Is release planning becoming redundant?

Talking about Agile projects, release planning used to be discussed about just as frequently as sprint planning or sprint review, however; lately I have observed teams not really emphasizing much on release planning to make it feel like something non critical.

For starters, release planning was looked at a formal release at the end of x number of sprints where x could be anything between 2 to 6 sprints. However today, teams that are trying to derive classic benefits of Agile release their code more frequently than ever before. I have known of teams releasing code every sprint to teams that release code multiple times during the sprint. I came across a talk about continuous delivery at Etsy where the code is released in production 35+ times each day. This equates to a release less than every 15 minutes.

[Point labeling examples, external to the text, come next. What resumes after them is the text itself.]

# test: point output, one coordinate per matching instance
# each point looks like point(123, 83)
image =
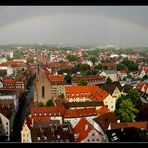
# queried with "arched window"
point(43, 92)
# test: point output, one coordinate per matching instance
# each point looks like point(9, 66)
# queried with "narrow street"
point(22, 113)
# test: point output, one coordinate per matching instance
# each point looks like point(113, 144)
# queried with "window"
point(43, 92)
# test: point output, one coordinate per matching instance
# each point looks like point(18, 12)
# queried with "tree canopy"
point(50, 103)
point(131, 65)
point(127, 111)
point(121, 67)
point(72, 58)
point(18, 54)
point(83, 82)
point(40, 104)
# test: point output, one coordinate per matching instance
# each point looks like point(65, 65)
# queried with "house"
point(57, 84)
point(89, 93)
point(113, 88)
point(142, 125)
point(7, 120)
point(83, 105)
point(54, 134)
point(46, 115)
point(25, 134)
point(103, 121)
point(103, 110)
point(122, 74)
point(84, 132)
point(130, 134)
point(91, 79)
point(73, 116)
point(9, 94)
point(42, 88)
point(142, 87)
point(143, 113)
point(143, 72)
point(112, 74)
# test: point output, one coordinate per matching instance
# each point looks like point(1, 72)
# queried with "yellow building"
point(42, 88)
point(25, 134)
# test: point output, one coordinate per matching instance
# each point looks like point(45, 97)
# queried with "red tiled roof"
point(56, 78)
point(77, 79)
point(80, 129)
point(41, 119)
point(47, 111)
point(90, 91)
point(109, 64)
point(103, 110)
point(141, 86)
point(76, 113)
point(143, 125)
point(9, 81)
point(13, 63)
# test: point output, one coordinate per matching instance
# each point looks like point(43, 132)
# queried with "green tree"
point(68, 78)
point(105, 67)
point(145, 77)
point(121, 67)
point(72, 58)
point(50, 103)
point(108, 80)
point(40, 104)
point(99, 66)
point(93, 60)
point(61, 96)
point(18, 54)
point(134, 96)
point(83, 67)
point(127, 111)
point(8, 58)
point(83, 82)
point(131, 65)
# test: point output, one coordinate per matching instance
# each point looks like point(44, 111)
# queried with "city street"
point(22, 113)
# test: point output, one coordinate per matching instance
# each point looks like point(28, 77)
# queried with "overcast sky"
point(74, 24)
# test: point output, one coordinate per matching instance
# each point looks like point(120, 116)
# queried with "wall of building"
point(110, 102)
point(25, 134)
point(42, 81)
point(6, 125)
point(93, 137)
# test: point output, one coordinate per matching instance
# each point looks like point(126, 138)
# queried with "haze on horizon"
point(74, 25)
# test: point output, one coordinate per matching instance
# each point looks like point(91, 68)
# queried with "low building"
point(84, 132)
point(89, 93)
point(73, 116)
point(54, 134)
point(112, 74)
point(91, 79)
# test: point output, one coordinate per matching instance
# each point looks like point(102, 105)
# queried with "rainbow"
point(95, 16)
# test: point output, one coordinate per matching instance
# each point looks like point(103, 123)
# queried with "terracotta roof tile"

Speaking about teams that deliver that often, its quite certain that not much time is being spent planning for what needs to be delivered 2 to 3 sprints down the line. Planning happens in a “just in time” manner knowing the immediate needs of the customer.

Thinking through, it probably is time to redefine the term “release planning” itself to refer it as a method that allows customers to realize  value on a continuous basis allowing for full customer involvement and speedy issue resolution or is it time to say “Goodbye release planning”?

 



2 responses to “Is release planning becoming redundant?”

  1. CI/CD is the only way that can help us reach everyday releases but I still believe release planning plays a important role for teams to achieve the bigger objectives from business and platform perspective. ART does fall into it.

  2. So what would be the name to replace release planning?